Spielberg’s post 9/11 alien invasion horror War of the Worlds is memorably intense and features some great performances including Cruise’s central turn as the perpetually panicked antihero. However, War of the Worlds is never truly scary despite some thrilling set-pieces and a darker tone than many goofier blockbusters pitting aliens from another world against the military. Tim Robbins steals the show as a creepy survivalist and the preternaturally talented Dakota Fanning is superb as Cruise’s terrified child, but as a whole, War of the Worlds is merely passable where the alien invasion horror could have been unforgettable.
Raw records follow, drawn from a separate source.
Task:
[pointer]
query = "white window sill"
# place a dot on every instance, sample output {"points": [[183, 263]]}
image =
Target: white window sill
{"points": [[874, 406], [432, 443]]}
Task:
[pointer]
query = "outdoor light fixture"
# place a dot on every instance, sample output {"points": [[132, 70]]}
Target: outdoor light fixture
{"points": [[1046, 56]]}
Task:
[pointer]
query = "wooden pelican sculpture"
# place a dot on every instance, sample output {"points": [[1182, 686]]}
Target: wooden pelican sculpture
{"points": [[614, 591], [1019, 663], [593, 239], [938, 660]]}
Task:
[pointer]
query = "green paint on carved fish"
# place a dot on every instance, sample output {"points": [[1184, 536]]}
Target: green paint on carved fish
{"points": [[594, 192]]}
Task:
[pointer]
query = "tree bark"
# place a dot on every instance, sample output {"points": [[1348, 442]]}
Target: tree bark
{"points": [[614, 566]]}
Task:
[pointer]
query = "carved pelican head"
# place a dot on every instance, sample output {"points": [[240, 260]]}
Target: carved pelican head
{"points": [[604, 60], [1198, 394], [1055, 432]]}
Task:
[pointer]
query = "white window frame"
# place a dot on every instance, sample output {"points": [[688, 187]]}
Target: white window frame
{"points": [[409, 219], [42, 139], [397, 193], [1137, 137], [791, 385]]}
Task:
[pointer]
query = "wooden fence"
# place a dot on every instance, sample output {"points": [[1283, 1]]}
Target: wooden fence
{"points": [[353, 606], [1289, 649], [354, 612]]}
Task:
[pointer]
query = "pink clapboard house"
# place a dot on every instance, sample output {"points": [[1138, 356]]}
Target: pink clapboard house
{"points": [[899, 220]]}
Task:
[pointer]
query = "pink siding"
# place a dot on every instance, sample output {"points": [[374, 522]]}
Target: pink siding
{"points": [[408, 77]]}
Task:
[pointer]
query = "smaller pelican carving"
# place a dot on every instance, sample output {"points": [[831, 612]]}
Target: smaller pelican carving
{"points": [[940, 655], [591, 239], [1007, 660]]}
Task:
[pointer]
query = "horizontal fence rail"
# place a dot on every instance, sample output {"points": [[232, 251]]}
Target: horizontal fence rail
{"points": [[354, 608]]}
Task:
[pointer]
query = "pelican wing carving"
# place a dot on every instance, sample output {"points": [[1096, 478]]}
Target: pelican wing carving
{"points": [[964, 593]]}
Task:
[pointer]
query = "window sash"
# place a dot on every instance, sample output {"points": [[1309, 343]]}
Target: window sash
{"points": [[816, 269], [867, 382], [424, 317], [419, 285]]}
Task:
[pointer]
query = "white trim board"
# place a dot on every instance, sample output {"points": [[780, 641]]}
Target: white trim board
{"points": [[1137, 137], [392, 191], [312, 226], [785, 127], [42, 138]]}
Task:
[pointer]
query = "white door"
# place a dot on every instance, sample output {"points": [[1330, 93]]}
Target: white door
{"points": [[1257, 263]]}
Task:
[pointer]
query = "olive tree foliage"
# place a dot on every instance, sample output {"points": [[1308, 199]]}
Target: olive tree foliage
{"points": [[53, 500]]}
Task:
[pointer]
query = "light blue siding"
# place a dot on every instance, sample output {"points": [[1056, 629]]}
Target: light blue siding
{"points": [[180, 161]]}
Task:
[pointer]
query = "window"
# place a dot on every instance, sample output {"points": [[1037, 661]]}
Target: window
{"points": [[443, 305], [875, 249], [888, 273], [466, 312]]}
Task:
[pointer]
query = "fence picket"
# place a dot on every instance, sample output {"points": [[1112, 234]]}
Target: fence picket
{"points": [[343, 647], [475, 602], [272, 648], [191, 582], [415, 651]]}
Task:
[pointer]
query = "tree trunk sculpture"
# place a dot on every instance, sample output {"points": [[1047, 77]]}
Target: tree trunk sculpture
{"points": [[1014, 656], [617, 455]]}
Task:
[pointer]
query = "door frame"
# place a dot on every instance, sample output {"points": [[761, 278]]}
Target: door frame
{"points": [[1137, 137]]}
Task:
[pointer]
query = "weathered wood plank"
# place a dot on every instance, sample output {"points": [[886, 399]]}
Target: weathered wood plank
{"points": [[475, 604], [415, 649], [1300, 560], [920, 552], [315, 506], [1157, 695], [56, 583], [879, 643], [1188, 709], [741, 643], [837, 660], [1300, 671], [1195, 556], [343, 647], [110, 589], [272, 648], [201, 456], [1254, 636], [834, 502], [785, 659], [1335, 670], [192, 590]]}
The campy Anne Rice adaptation Interview With A Vampire remains one of the great tragic vampire romances alongside Bram Stoker’s Dracula. Cruise’s co-star and fellow horror fan Brad Pitt impresses as the heartbroken Louis, the brooding counterpart to Cruise’s sneering undead villain Lestat. However, it is a phenomenal turn from then ten-year-old Kristen Dunst that elevates Interview With A Vampire to classic status. Perfectly capturing the balance of horror, camp, and genuine pathos that makes Rice’s melodrama so effective, director Neil Jordan’s Interview With A Vampire remains both an underrated addition to the vampire cinema canon and the best horror movie from Top Gun: Maverick star Tom Cruise (so far).